United States Supreme Court
560 U.S. 379 (2010)
Jose Angel Carachuri-Rosendo (Carachuri) (plaintiff), a lawful permanent resident of the United States, was convicted of two misdemeanor drug possession offenses in Texas. The first conviction resulted after Carachuri pleaded guilty to possessing less than two ounces of marijuana. The following year, Carachuri pleaded no contest to possessing one tablet of Xanax without a prescription. The prosecutor elected not to seek an enhancement of the punishment based on Carachuri’s prior conviction. Thereafter, the Department of Homeland Security initiated removal proceedings against Carachuri under the Immigration and Nationality Act (INA).
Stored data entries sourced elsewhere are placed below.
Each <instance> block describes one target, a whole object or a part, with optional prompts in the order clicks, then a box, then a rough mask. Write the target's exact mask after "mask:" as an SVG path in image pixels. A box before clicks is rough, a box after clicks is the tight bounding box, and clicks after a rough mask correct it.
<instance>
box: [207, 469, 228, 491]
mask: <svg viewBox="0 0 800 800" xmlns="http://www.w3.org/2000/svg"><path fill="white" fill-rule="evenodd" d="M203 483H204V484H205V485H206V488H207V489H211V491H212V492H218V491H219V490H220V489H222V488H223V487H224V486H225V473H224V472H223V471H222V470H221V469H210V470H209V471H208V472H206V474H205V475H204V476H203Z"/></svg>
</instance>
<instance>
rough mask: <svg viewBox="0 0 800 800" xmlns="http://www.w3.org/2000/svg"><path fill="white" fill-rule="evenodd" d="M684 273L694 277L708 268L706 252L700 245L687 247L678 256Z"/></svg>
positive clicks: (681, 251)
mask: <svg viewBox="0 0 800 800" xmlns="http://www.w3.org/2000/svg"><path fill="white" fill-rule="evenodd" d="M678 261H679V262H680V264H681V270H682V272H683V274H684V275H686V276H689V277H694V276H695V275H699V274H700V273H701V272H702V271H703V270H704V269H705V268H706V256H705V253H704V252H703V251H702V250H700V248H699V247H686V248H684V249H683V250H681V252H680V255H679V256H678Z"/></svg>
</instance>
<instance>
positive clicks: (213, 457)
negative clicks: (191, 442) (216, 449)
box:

Although Carachuri conceded that he was subject to deportation, he argued that he was eligible for discretionary relief from removal under INA § 240A(a). The immigration judge held that Carachuri’s second simple possession conviction was an “aggravated felony” that made him ineligible for cancellation of removal. The Board of Immigration Appeals (BIA) affirmed the judge’s order. Carachuri filed a petition against Attorney General Eric Holder, Jr. (defendant) to appeal the BIA’s decision in federal district court. The appellate court affirmed the BIA’s decision on the ground that “[i]f the conduct proscribed by the state offense could have been prosecuted as a felony” under the Controlled Substances Act, the conviction qualifies as an aggravated felony. See Lopez v. Gonzales, 549 U.S. 47, 60 (2006). Carachuri appealed. The U.S. Supreme Court granted certiorari to review.